🤖 AI Summary
Existing research treats semantic communication (SemCom) and semantic edge computing (SEC) as disjoint paradigms, resulting in a critical lack of semantic–computation–communication co-design and hindering support for real-time edge intelligence in 6G networks.
Method: This paper proposes, for the first time, a unified SemCom–SEC paradigm grounded in a cross-layer semantic alignment model. It formulates the first taxonomy of jointly optimized problems and a comprehensive challenge map. Methodologically, it integrates deep semantic encoding, distributed DNN partitioning and scheduling, channel-robust semantic decoding, and semantic-aware resource co-optimization.
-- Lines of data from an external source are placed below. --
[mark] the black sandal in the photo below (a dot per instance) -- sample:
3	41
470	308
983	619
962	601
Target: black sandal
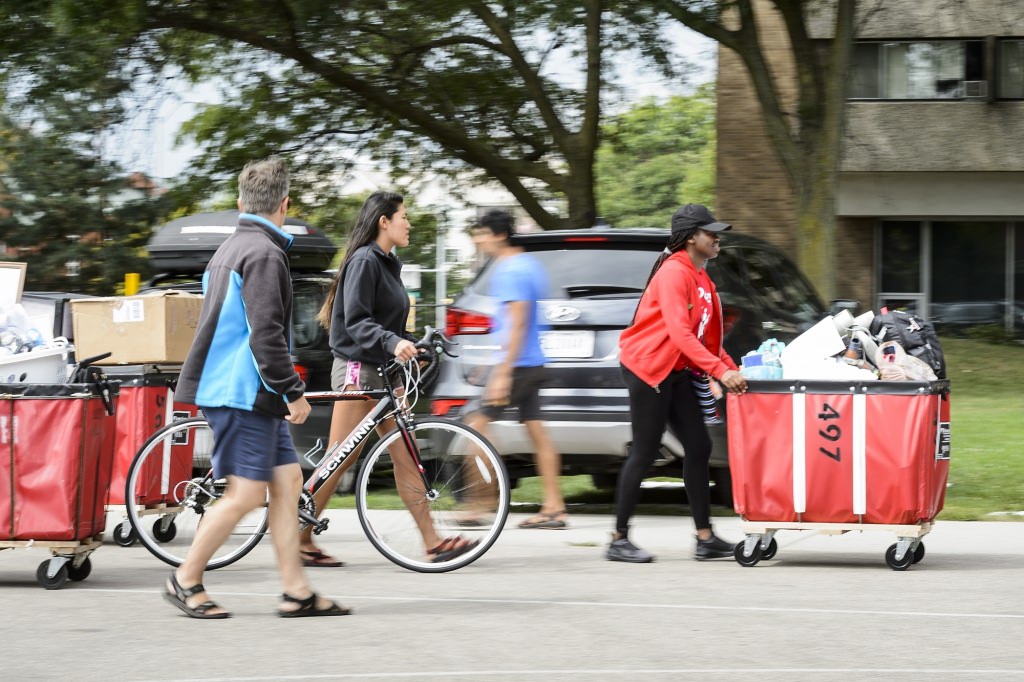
307	606
180	599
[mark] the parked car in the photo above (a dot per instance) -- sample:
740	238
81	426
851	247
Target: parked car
596	279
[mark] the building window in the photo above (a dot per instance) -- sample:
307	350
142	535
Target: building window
969	273
923	70
1011	71
956	273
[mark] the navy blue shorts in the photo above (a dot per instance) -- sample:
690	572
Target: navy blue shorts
249	444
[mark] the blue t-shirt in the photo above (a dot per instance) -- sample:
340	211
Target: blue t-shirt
520	278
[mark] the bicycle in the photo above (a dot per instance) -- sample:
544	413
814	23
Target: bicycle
456	473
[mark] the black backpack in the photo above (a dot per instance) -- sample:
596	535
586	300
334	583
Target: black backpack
916	336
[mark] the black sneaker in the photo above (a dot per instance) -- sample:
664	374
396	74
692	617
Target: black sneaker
624	550
714	548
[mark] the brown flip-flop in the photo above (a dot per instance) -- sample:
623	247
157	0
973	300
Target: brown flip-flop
546	520
316	558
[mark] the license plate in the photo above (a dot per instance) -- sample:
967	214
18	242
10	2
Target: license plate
578	343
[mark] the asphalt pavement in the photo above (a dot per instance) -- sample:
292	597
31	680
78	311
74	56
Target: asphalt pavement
546	605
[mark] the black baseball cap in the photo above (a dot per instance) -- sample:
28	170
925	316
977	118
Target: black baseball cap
692	216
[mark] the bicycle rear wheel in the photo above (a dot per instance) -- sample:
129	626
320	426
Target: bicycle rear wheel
467	497
170	487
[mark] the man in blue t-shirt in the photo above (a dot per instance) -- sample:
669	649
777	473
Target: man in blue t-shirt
519	282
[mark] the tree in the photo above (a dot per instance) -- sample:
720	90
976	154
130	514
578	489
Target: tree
510	90
654	157
807	138
79	223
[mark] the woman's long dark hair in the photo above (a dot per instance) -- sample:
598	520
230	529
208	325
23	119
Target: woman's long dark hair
368	225
677	242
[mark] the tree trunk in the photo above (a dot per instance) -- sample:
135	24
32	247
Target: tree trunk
815	207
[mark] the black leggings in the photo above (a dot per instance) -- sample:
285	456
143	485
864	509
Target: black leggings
673	405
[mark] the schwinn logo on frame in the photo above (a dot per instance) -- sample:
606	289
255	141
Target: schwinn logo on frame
333	462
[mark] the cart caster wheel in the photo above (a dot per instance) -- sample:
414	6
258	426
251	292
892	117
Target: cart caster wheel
124	535
164	536
744	560
903	563
79	573
54	583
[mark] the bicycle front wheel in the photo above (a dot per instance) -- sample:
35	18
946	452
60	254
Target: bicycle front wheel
461	510
169	489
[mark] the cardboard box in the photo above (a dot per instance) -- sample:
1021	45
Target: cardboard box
153	328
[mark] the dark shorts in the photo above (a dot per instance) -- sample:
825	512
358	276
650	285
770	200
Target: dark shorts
525	396
249	444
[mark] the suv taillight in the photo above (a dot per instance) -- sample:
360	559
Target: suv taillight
443	408
462	322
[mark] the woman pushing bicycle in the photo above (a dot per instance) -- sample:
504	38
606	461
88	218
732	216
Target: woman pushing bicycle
366	312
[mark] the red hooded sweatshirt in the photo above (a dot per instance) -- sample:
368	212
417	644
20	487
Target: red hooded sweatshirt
665	333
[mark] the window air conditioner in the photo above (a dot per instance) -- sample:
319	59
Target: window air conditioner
975	89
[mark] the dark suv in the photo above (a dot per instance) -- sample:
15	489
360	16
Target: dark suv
596	278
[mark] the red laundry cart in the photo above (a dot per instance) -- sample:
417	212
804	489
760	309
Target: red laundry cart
835	457
145	403
56	451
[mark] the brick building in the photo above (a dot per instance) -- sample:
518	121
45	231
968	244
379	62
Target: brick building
931	189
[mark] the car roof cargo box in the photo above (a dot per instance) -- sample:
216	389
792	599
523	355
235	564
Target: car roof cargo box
184	246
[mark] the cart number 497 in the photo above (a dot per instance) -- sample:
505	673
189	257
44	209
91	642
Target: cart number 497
830	432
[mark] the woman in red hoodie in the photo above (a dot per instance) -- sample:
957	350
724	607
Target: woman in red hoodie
675	337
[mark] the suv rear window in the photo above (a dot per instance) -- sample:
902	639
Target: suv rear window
593	272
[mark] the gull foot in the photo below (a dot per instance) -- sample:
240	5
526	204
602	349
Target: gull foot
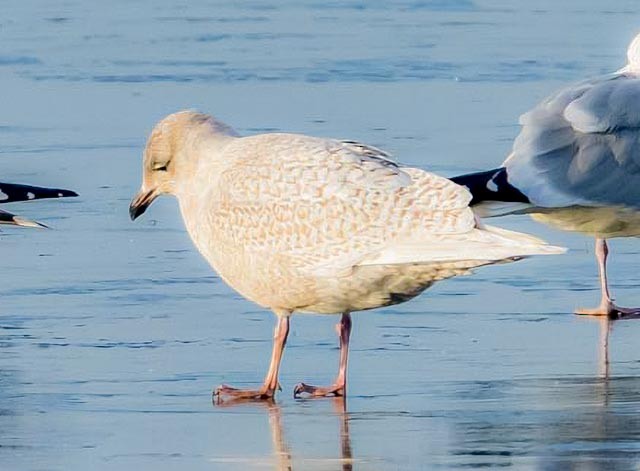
611	311
336	390
238	395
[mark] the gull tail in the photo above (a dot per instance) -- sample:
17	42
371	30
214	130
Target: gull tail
10	192
485	244
492	193
8	218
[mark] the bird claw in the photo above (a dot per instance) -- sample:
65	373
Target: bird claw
336	390
611	311
235	394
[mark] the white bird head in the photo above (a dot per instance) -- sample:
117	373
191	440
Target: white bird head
169	154
633	55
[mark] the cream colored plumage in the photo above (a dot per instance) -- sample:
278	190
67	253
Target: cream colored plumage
299	223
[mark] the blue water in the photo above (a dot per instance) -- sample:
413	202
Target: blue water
113	334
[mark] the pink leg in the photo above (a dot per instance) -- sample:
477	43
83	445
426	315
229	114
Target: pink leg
607	307
338	388
271	380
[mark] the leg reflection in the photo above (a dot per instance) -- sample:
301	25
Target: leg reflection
280	446
281	449
340	407
603	344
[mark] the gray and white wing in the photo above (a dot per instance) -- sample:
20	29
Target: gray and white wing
581	146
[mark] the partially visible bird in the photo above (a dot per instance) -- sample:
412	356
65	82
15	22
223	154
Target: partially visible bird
300	223
576	165
12	192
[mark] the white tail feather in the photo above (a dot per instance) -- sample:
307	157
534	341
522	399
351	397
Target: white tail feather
485	243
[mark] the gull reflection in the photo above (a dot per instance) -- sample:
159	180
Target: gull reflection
281	448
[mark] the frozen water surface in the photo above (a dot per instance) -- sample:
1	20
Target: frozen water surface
113	334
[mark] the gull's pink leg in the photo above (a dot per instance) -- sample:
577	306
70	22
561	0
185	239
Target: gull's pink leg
607	307
271	380
338	388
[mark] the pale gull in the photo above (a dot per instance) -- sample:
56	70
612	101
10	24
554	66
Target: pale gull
299	223
576	165
12	192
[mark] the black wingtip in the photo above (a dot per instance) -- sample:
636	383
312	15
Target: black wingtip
11	192
492	185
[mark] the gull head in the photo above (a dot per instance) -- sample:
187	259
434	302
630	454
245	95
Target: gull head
633	56
171	153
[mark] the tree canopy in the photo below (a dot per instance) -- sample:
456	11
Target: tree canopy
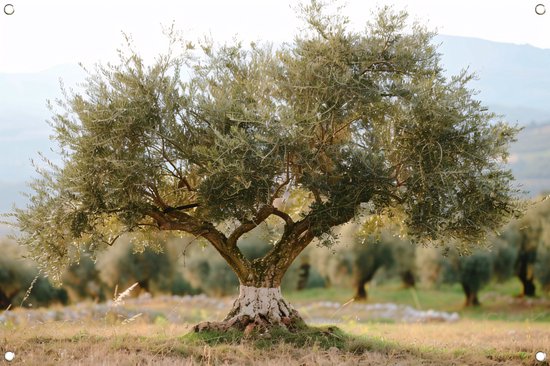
216	139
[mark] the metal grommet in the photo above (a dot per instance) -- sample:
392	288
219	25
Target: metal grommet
9	9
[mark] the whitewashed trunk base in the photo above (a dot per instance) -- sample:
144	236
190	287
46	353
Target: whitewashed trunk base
256	307
264	303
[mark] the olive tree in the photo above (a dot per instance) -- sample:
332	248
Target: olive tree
211	141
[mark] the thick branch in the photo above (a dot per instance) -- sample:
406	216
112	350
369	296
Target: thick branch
180	221
249	225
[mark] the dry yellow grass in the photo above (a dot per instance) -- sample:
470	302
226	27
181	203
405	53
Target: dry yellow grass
139	343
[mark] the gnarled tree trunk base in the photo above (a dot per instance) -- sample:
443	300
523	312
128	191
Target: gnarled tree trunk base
257	309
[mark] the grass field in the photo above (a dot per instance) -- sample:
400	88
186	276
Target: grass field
505	330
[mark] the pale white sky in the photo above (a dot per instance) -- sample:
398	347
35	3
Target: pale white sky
41	34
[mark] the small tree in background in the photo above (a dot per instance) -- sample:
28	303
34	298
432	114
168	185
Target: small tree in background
473	271
82	281
361	123
155	271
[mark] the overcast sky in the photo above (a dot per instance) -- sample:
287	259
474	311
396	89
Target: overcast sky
41	34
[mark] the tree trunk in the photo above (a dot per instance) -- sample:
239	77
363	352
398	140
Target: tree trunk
361	291
303	276
407	277
257	308
527	279
471	296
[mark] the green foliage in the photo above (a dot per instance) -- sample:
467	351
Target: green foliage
476	270
20	282
82	281
363	122
154	271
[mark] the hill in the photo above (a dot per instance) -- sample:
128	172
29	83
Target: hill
514	80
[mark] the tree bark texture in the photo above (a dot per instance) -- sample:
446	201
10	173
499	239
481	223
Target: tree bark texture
471	296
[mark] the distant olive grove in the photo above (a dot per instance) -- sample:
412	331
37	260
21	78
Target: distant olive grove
183	266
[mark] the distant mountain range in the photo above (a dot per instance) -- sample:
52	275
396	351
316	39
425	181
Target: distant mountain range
514	80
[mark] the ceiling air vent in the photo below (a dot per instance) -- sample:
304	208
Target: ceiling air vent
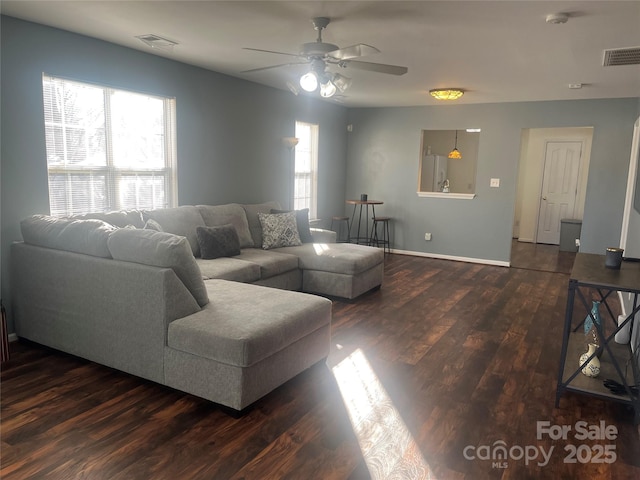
621	56
155	41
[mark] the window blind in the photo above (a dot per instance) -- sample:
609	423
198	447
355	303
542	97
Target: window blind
108	149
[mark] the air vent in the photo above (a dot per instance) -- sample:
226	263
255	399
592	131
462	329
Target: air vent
621	56
155	41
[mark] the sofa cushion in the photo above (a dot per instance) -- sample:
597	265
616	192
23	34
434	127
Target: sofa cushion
229	268
216	242
122	218
151	224
80	236
255	227
343	258
235	331
233	213
302	221
160	249
270	263
279	230
180	221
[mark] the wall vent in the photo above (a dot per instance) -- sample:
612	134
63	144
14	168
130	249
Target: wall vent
621	56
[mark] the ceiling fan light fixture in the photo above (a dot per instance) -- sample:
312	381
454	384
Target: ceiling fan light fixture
341	82
309	82
446	93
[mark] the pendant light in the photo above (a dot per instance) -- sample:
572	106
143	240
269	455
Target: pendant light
455	153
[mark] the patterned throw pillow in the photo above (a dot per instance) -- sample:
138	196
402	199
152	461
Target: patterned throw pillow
279	230
302	220
216	242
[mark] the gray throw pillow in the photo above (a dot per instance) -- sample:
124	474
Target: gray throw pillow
279	230
302	220
216	242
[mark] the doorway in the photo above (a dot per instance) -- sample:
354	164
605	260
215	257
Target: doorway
554	163
559	189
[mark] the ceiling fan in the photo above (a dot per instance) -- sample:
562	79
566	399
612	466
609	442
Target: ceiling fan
319	55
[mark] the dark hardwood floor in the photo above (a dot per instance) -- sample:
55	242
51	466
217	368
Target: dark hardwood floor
446	359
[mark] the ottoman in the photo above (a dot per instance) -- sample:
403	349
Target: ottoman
339	269
245	342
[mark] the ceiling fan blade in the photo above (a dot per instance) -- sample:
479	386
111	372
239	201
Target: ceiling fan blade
375	67
273	66
271	51
354	51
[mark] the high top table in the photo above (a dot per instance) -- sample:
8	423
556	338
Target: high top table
617	362
359	238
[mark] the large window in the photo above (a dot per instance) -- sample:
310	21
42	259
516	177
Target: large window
108	149
306	168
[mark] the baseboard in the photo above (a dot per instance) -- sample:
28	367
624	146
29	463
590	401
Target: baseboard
483	261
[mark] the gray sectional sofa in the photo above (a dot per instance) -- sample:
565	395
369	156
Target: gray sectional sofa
131	290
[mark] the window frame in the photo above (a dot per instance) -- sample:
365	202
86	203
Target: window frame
113	174
312	174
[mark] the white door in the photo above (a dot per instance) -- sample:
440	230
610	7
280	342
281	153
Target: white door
559	189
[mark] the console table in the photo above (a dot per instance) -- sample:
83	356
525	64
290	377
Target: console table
616	361
359	238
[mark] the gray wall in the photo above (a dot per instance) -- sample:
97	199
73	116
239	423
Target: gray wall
384	151
229	131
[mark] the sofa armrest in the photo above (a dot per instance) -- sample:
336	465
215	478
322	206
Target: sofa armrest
321	235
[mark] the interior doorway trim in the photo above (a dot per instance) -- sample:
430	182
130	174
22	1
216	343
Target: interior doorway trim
530	175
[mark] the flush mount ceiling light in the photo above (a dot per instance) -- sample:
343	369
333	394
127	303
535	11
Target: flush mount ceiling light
455	153
557	18
446	93
155	41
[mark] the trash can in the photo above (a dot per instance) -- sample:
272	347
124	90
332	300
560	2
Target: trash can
570	229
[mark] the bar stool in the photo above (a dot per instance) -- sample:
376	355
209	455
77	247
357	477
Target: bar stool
340	223
386	238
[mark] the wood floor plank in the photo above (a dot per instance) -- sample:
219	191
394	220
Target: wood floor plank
446	355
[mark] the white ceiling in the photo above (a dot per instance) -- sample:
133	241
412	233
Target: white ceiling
499	51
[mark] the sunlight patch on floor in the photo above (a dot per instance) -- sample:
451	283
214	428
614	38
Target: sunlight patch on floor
388	448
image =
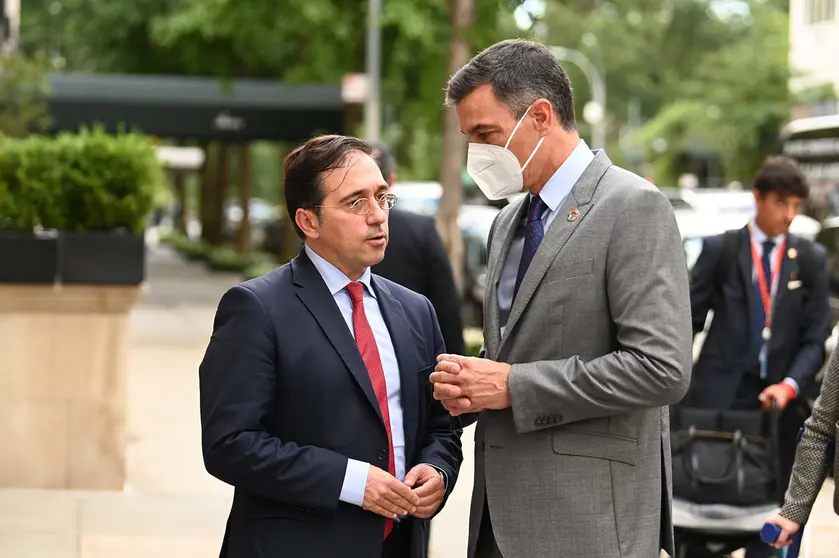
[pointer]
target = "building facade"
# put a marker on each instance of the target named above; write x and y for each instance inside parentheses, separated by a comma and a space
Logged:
(814, 56)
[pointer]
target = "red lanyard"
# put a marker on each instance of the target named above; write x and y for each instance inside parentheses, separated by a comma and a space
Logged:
(765, 290)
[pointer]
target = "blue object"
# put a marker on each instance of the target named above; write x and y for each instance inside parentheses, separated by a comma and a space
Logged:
(770, 533)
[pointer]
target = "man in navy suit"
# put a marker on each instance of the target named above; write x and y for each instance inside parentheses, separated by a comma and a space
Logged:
(771, 313)
(315, 399)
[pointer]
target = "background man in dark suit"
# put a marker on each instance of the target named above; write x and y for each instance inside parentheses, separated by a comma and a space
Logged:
(315, 399)
(748, 359)
(416, 258)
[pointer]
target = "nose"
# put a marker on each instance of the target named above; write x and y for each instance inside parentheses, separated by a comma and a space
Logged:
(376, 215)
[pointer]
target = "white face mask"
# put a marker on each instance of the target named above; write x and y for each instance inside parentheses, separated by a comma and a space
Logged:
(495, 169)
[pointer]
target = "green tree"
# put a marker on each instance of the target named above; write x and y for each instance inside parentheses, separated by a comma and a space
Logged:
(735, 101)
(24, 93)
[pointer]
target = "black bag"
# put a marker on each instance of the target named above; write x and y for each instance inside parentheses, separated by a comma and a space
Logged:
(725, 457)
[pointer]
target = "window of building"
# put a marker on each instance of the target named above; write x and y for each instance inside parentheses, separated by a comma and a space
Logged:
(817, 11)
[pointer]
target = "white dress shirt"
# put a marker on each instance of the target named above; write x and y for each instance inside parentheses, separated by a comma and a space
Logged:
(553, 194)
(355, 478)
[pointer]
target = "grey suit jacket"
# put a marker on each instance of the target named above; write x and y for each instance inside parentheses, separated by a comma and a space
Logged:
(599, 337)
(811, 467)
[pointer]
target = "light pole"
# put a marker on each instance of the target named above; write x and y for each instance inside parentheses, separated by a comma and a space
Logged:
(595, 110)
(372, 106)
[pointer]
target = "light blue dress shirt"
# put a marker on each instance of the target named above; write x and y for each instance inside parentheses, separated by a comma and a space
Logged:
(355, 478)
(758, 237)
(553, 194)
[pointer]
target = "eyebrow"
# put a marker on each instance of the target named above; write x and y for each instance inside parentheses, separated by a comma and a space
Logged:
(478, 128)
(360, 193)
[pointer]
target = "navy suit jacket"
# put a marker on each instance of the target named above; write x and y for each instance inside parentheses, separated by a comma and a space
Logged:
(800, 323)
(286, 400)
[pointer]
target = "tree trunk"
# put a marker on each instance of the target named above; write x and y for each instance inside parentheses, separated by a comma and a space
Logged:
(245, 197)
(179, 185)
(207, 188)
(213, 228)
(461, 17)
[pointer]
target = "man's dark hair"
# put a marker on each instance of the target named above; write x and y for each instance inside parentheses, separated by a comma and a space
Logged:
(384, 158)
(781, 175)
(305, 167)
(519, 72)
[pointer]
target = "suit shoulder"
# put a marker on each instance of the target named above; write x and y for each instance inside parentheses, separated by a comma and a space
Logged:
(624, 187)
(269, 284)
Contribution/Results: The work systematically identifies 12 core research problems and five fundamental cross-cutting challenges. It establishes a theoretical foundation and a principled evolutionary pathway toward semantic-native 6G networks, enabling holistic semantic processing across communication and computation domains.
📝 Abstract
Semantic Edge Computing (SEC) and Semantic Communications (SemComs) have been proposed as viable approaches to achieve real-time edge-enabled intelligence in sixth-generation (6G) wireless networks. On one hand, SemCom leverages the strength of Deep Neural Networks (DNNs) to encode and communicate the semantic information only, while making it robust to channel distortions by compensating for wireless effects. Ultimately, this leads to an improvement in the communication efficiency. On the other hand, SEC has leveraged distributed DNNs to divide the computation of a DNN across different devices based on their computational and networking constraints. Although significant progress has been made in both fields, the literature lacks a systematic view to connect both fields. In this work, we fulfill the current gap by unifying the SEC and SemCom fields. We summarize the research problems in these two fields and provide a comprehensive review of the state of the art with a focus on their technical strengths and challenges.